Happy and hardcore: clubbing at the turn of the Millennium

The highs, highs and, er, highs of British nightlife have been immortalised with a new book of rave veteran Matthew Smith’s ​’00s photography. Step inside, and leave your coats at the door.

The turn of the millennium ushered a pivotal, transitional period in dance music. But at the time, nobody could have predicted the changes that were to come in the second half of the 00s: YouTube, social media, smartphones – all of which would alter the culture of British nightlife in unprecedented ways. From 2000 – 2005, clubbers were wide-eyed, blissfully unaware that soon their sweat-soaked dancefloors would never be the same again.

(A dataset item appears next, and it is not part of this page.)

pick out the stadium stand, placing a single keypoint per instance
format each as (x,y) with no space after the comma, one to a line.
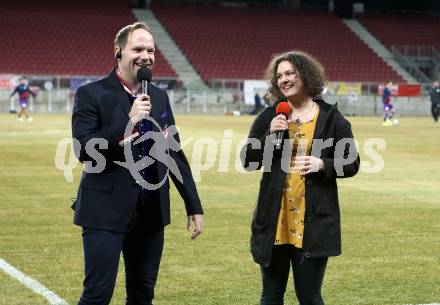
(64,38)
(403,30)
(237,43)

The full-blown hedonism of the era has been documented in Full On, No-Stop, All Over. The book by Trip Publishing collects the photography of Matthew Smith, whose electrifying snapshots of clubbers appeared in THE FACE, Sleazenation and MixMag at the tail-end of the 90s and into the 00s.

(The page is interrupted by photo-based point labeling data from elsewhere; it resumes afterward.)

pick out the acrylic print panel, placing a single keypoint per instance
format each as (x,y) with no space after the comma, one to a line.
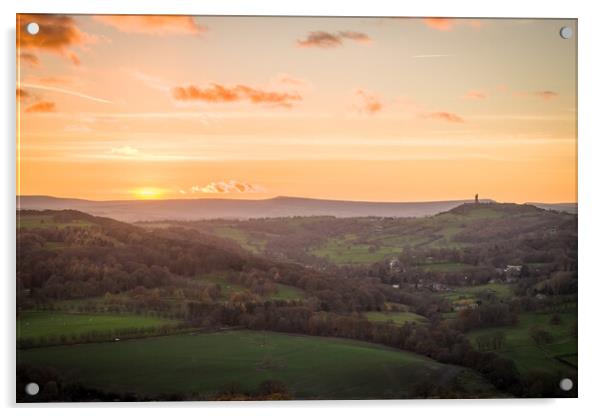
(290,208)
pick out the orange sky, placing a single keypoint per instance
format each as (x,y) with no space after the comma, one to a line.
(381,109)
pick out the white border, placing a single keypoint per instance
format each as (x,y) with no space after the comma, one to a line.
(590,178)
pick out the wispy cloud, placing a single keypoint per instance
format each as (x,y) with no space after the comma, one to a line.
(153,24)
(444,116)
(41,107)
(125,151)
(544,95)
(321,39)
(65,91)
(217,93)
(225,187)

Having dedicated many years to setting up and running free parties in the West Country in the 90s, Full On… captures the period when Smith moved to Bristol for a second time, lured by the city’s booming nightlife scene. At that point, raves were crawling back inside, away from the open air spaces of sound systems and police crackdowns.

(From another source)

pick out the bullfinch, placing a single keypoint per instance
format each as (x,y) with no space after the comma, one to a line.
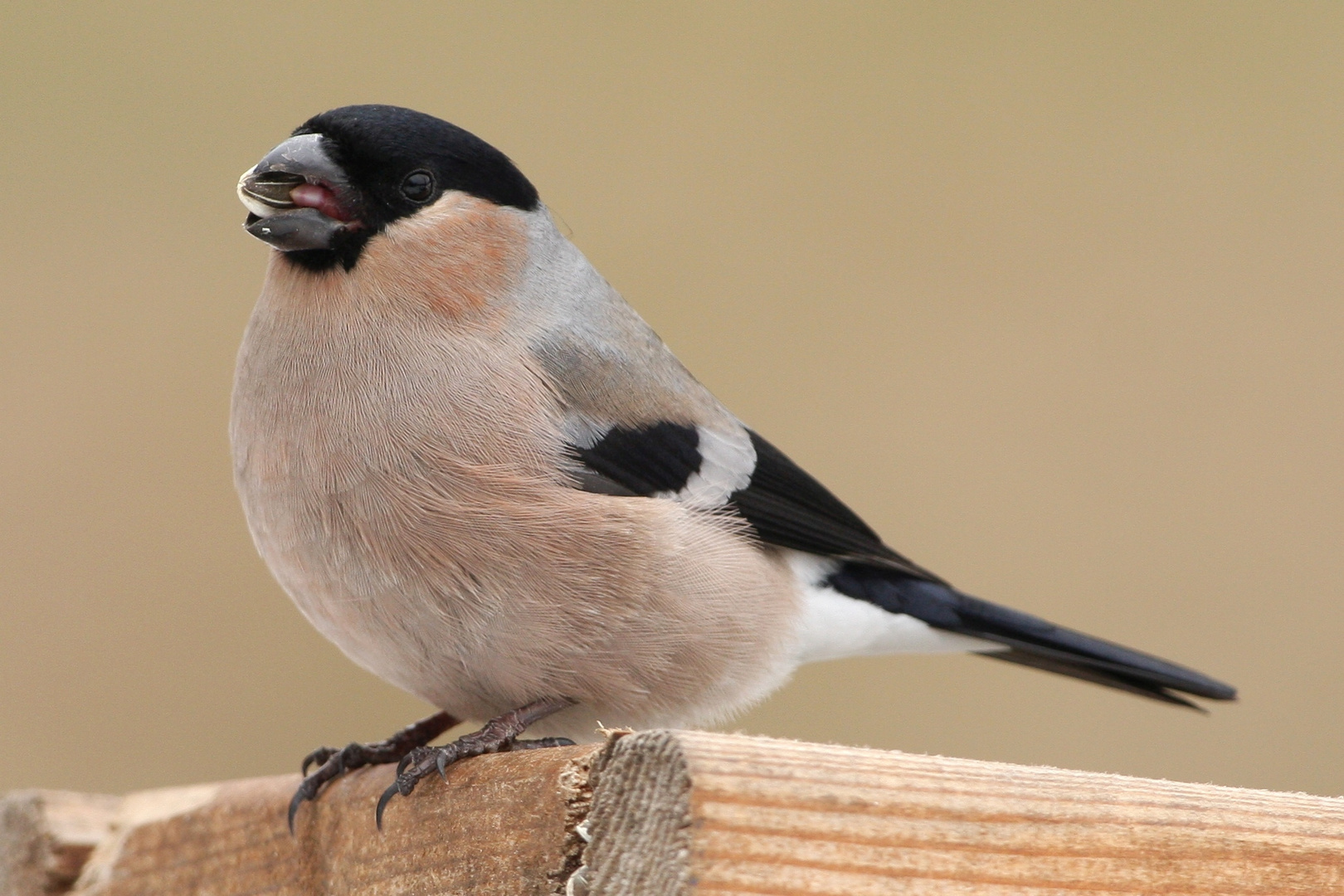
(483,476)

In the wake of criminalisation, our nighttime and festival industries had become a massive success,” he writes in the book. Clubs were now Super… By the turn of the millennium, the music had evolved into genres, subcultures and styles that promoters were eager to market and people were eager to identify with.” At this point, Smith writes that subgenres were trailing off into their own: hard house, tech house, happy hardcore, trance, donk, 2 step, dubstep, UKG, grime, gabber, and so on.

It was still rave, at the end of the day,” Smith says. The spirit was still alive and kicking in the people who chose to get fucked up and go dancing together at every possible opportunity.”

While captured some 20 years ago, the photos feel modern. The hedonism of the technicoloured dancefloors – a shirtless bloke coming up, feet stomping, wide eyes – is what we’re striving for come 21st June: euphoria brought on by the drop of a tune, a snog or, er, a pill.

There is something tenderly intrusive about the camera’s gaze here,” writes music journalist Simon Reynolds in the book’s intro. This roving eye takes in with equanimity the supercool stylist, the nutty mentalist, and the abjectly out-of-it. In the public but intimate setting of the rave, private fantasies that can’t be expressed within the strictures of routine existence are enacted.”

And, like all great parties, we see people both losing themselves and finding themselves, building a collective dreamworld under the cover of night.”